FIG. 15 is a flowchart illustrating operations to display another RCA graph according to some embodiments.

FIG. 16 is a block diagram of a change management database according to some embodiments.

FIG. 17 is a block diagram of an incident/problem management engine according to some embodiments.

FIG. 18 is a block diagram of a change management engine according to some embodiments.

DETAILED DESCRIPTION OF EMBODIMENTS

Embodiments of the present inventive concepts now will be described more fully hereinafter with reference to the accompanying drawings. Throughout the drawings, the same reference numbers are used for similar or corresponding elements. The inventive concepts may, however, be embodied in many different forms and should not be construed as limited to the embodiments set forth herein. Rather, these embodiments are provided so that this disclosure will be thorough and complete, and will fully convey the scope of the inventive concepts to those skilled in the art. Like numbers refer to like elements throughout.

It will be understood that, although the terms first, second, etc. may be used herein to describe various elements, these elements should not be limited by these terms. These terms are only used to distinguish one element from another. For example, a first element could be termed a second element, and, similarly, a second element could be termed a first element, without departing from the scope of the present inventive concepts.

As used herein, the term “or” is used nonexclusively to include any and all combinations of one or more of the associated listed items.

The terminology used herein is for the purpose of describing particular embodiments only and is not intended to be limiting. As used herein, the singular forms “a”, “an” and “the” are intended to include the plural forms as well, unless the context clearly indicates otherwise. It will be further understood that the terms “comprises,” “comprising,” “includes” or “including” when used herein, specify the presence of stated features, integers, steps, operations, elements, or components, but do not preclude the presence or addition of one or more other features, integers, steps, operations, elements, components, or groups thereof.

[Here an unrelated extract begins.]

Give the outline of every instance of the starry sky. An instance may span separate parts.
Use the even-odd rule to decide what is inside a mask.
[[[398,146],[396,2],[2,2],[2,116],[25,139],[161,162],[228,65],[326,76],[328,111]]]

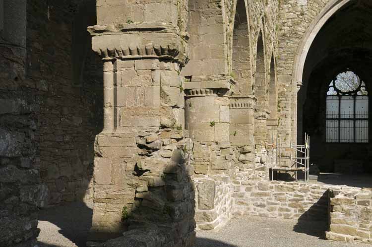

Unless otherwise defined, all terms (including technical and scientific terms) used herein have the same meaning as commonly understood by one of ordinary skill in the art to which this disclosure belongs. It will be further understood that terms used herein should be interpreted as having a meaning that is consistent with their meaning in the context of this specification and the relevant art and will not be interpreted in an idealized or overly formal sense unless expressly so defined herein.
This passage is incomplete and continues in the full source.